Périssables, aussi tôt cueillis, ramassés, les champignons sont proposés aux passants, le long des routes. Au centre-ville de Lubumbashi, les vendeurs les étalent, dans les arrêts de bus. Ils ne se partagent plus entre voisins, comme dans le beau vieux temps de la solidarité des nomades !

Le plus normal du monde ! Les chenilles arrivent elles aussi, presque de la même manière à l’approche de la saison sèche. Nous les consommons depuis des siècles lointains. Face à une alimentation de moins en moins riche pour des économies assez menues, les nutritionnistes conseillent de manger des chenilles, des champignons ! Pourtant, ce ne sont pas que des pauvres qui en mangent.

« Qu’y a-t-il dans les poulets qu’on vous fabrique dans 40 jours et dans les chinchards longtemps gardés dans des chambres froides avant d’arriver ici ? interroge un professeur au cours d’une leçon. Je préfère manger des chenilles, des fretins, des choses naturelles. »

Presqu’une sacralisation du ramassage, en effet ! Mais aussi une commémoration de notre passé de nomades jamais fini.
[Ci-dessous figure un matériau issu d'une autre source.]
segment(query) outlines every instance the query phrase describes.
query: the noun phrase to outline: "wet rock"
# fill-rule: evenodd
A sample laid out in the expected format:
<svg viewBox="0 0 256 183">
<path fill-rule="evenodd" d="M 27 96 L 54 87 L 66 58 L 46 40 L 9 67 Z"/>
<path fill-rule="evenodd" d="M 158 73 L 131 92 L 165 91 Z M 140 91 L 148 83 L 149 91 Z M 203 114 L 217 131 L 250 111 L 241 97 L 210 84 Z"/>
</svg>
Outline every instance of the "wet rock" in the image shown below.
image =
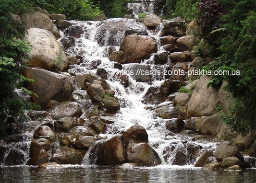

Mais quel dommage que ce plaisir et ces goûts ne durent que le temps d’une particule d’une saison ! Les chenilles en grande quantité en RDC sont importées de l’Afrique australe.

Sommes-nous demeurés nomades malgré tout ?

Champignons, chenilles, et de nombreux biens du ramassage offerts sur nos tables, à chaque saison, est-ce une preuve que nous n’avons jamais rompu avec notre passé de nomades ? Delphin Kahimbi, professeur de sociologie à l’Université de Lubumbashi, hésite.

« Le comportement alimentaire reste lié à la culture de sa société et à l’écologie de son milieu. Nous nous retrouvons dans une zone où l’écologie fait que nous puissions avoir des champignons. Vous retrouvez dans cette zone, vous êtes déterminés par des produits qu’elle offre. Les habitants de Lubumbashi consomment donc ces produits-là, même s’ils (produits) sont liés aux activités des nomades. »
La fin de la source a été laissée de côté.